Por qué suben los premios: la maquinaria económica detrás
Entender por qué los premios suben año a año requiere mirar a la estructura económica del All England Lawn Tennis & Croquet Club. La entidad genera aproximadamente 409 millones de libras de ingresos anuales, y eso le da capacidad de repartir más de 50 millones en premios manteniendo inversión en infraestructura y operaciones. La clave del modelo está en el acuerdo con la Lawn Tennis Association: el 90% de los beneficios del AELTC revierte a la LTA, el organismo que rige el tenis británico.
Ese reparto es único entre los cuatro Grand Slams y explica por qué Wimbledon puede subir premios sin estrangular al tenis de base en Reino Unido. En lugar de concentrar todo el beneficio en el club, el modelo redistribuye hacia la promoción del deporte en categorías inferiores, academias y torneos juveniles. La consecuencia para los premios del torneo principal es doble: el margen disponible para subir premios viene limitado por ese 90% de reparto, pero la legitimidad pública del aumento es altísima porque el dinero que no va a la LTA va a los jugadores profesionales.
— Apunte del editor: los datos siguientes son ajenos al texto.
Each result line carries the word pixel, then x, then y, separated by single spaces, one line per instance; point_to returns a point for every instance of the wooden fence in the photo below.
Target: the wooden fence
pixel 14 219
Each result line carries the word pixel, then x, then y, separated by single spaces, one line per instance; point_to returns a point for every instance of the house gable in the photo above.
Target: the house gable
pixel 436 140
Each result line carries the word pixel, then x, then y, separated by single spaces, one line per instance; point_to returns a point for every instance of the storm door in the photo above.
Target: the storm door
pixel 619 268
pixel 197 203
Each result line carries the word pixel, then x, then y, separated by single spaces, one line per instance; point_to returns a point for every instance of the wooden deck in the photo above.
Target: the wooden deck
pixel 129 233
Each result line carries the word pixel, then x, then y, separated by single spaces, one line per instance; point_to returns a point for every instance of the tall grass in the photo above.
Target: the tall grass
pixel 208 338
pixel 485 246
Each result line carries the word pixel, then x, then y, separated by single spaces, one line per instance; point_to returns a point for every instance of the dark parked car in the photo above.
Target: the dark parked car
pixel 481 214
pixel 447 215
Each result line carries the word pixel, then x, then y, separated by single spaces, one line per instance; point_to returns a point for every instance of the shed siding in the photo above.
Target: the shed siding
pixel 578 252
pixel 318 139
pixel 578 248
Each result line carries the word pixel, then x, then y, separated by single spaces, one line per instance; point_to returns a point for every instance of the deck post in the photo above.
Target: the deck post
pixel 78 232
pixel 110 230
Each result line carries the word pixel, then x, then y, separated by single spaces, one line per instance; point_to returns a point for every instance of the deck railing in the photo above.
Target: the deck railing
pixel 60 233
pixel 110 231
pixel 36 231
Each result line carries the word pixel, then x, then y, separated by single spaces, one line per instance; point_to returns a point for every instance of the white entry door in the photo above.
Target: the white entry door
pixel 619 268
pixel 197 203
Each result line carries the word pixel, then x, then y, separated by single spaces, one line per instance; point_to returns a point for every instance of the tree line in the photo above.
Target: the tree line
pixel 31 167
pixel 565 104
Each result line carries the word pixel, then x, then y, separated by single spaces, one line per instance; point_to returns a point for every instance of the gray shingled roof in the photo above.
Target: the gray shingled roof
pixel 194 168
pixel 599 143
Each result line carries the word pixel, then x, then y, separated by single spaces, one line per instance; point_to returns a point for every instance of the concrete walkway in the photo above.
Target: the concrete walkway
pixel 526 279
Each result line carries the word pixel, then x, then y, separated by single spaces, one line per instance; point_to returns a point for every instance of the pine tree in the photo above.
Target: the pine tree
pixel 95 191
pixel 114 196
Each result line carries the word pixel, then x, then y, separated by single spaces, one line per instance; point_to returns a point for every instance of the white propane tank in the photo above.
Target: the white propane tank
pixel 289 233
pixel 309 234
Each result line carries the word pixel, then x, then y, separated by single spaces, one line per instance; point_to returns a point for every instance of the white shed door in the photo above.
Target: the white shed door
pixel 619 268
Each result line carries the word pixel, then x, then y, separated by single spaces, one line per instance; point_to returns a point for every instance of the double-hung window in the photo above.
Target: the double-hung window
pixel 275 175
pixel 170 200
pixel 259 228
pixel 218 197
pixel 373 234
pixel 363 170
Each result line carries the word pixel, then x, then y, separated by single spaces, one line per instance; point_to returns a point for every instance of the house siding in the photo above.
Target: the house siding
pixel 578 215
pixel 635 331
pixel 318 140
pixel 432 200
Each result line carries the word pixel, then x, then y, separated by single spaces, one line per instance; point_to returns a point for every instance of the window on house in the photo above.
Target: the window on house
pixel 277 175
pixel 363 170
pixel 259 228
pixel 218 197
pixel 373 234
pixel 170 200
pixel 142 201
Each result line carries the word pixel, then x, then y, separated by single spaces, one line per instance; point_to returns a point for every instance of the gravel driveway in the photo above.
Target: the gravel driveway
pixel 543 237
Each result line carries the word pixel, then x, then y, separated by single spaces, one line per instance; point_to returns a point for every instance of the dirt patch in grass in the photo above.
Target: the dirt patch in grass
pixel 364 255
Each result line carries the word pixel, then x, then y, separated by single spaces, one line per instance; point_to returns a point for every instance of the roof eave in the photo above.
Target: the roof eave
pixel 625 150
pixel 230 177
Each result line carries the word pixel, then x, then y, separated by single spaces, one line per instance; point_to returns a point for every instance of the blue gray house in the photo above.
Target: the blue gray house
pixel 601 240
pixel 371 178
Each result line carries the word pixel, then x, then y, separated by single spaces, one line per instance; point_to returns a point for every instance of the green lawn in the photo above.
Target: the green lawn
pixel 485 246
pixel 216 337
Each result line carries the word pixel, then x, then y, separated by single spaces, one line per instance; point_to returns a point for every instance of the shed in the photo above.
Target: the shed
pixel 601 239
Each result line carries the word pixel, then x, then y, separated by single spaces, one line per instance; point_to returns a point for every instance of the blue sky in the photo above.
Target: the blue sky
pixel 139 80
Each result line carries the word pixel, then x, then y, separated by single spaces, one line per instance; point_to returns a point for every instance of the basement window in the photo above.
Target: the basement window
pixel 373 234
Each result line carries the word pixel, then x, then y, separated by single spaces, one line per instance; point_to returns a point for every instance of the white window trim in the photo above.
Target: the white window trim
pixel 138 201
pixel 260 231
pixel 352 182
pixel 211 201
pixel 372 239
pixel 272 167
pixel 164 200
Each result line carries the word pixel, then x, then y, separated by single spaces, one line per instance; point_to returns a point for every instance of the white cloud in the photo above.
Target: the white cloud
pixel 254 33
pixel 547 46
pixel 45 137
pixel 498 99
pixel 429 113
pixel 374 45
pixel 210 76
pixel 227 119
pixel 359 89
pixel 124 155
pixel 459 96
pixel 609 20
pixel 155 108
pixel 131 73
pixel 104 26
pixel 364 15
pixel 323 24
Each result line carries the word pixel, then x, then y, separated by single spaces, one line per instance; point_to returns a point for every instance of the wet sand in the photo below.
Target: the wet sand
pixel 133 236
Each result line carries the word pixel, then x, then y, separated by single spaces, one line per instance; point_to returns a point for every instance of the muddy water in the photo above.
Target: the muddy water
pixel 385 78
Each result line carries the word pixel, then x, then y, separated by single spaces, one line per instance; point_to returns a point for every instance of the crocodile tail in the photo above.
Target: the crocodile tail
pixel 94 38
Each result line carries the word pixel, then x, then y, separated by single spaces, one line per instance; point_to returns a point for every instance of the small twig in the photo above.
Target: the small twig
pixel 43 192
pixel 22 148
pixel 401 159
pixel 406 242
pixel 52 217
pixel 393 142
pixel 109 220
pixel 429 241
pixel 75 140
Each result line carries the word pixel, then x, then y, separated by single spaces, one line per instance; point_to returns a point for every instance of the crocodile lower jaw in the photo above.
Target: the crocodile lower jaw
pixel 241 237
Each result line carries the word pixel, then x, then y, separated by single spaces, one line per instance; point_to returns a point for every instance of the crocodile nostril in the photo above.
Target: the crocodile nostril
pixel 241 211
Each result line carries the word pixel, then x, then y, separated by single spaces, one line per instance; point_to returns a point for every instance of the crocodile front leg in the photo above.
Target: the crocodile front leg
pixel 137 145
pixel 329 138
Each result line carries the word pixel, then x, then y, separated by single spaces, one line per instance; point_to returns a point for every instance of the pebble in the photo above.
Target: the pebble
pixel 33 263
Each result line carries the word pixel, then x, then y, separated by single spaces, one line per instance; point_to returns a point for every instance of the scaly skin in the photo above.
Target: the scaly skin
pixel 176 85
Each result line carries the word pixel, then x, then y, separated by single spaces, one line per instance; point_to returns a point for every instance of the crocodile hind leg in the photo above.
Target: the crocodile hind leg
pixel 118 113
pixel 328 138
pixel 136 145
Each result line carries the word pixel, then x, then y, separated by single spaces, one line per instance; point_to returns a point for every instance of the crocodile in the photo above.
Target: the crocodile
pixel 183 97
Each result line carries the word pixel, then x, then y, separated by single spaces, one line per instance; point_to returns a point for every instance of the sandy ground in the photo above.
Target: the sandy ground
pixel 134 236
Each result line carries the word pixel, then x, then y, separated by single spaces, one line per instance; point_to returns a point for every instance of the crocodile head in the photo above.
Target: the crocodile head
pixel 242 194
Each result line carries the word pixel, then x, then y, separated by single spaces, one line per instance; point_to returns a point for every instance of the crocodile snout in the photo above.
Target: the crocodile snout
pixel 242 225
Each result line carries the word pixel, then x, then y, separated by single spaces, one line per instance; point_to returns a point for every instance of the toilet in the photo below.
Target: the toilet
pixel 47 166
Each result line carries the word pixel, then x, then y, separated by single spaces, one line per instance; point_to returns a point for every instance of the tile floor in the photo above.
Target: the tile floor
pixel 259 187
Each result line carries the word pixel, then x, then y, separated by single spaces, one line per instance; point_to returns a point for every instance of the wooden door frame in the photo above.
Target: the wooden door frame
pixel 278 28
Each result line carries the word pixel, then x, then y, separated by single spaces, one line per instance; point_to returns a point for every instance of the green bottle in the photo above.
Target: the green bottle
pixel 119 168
Para quien apueste en Wimbledon, esta arquitectura económica tiene una consecuencia indirecta pero relevante. Un torneo con incentivos bien alineados entre club, federación y jugadores tiene menos ruido deportivo que uno donde esas partes están enfrentadas. Menos ruido deportivo se traduce en competiciones más predecibles, favoritos que rinden según su nivel y cuotas outright más eficientes. La pillar de Wimbledon apuestas integra este marco económico con el análisis de mercados para componer una lectura completa del torneo.
¿Cuánto cobra un jugador que pierde en primera ronda?
Los perdedores en primera ronda del cuadro individual de Wimbledon 2025 cobraron 66.000 libras, un 10% más que en 2024. La cifra cubre ampliamente los costes de preparación y desplazamiento para el torneo, y garantiza que cualquier jugador que alcance el cuadro principal salga con beneficio neto incluso si cae en el primer partido.
¿Cómo se reparte el premio en dobles?
Los campeones de dobles individuales cobran aproximadamente 680.000 libras por pareja. El total para las tres modalidades de dobles, masculino, femenino y mixto, ronda los 3,5 millones de libras. El reparto es significativamente inferior al individual, lo que refleja la menor carga mediática y comercial del formato de parejas.
¿Cuánto ha subido el premio total en una década?
El total ha pasado de aproximadamente 25 millones de libras en 2014 a 53,5 millones en 2025, lo que supone más del doble en diez años. La subida ha sido constante año tras año salvo el paréntesis del torneo cancelado en 2020 por la pandemia. Refleja el crecimiento de ingresos del AELTC y la negociación sostenida con los jugadores por una mayor participación en el reparto.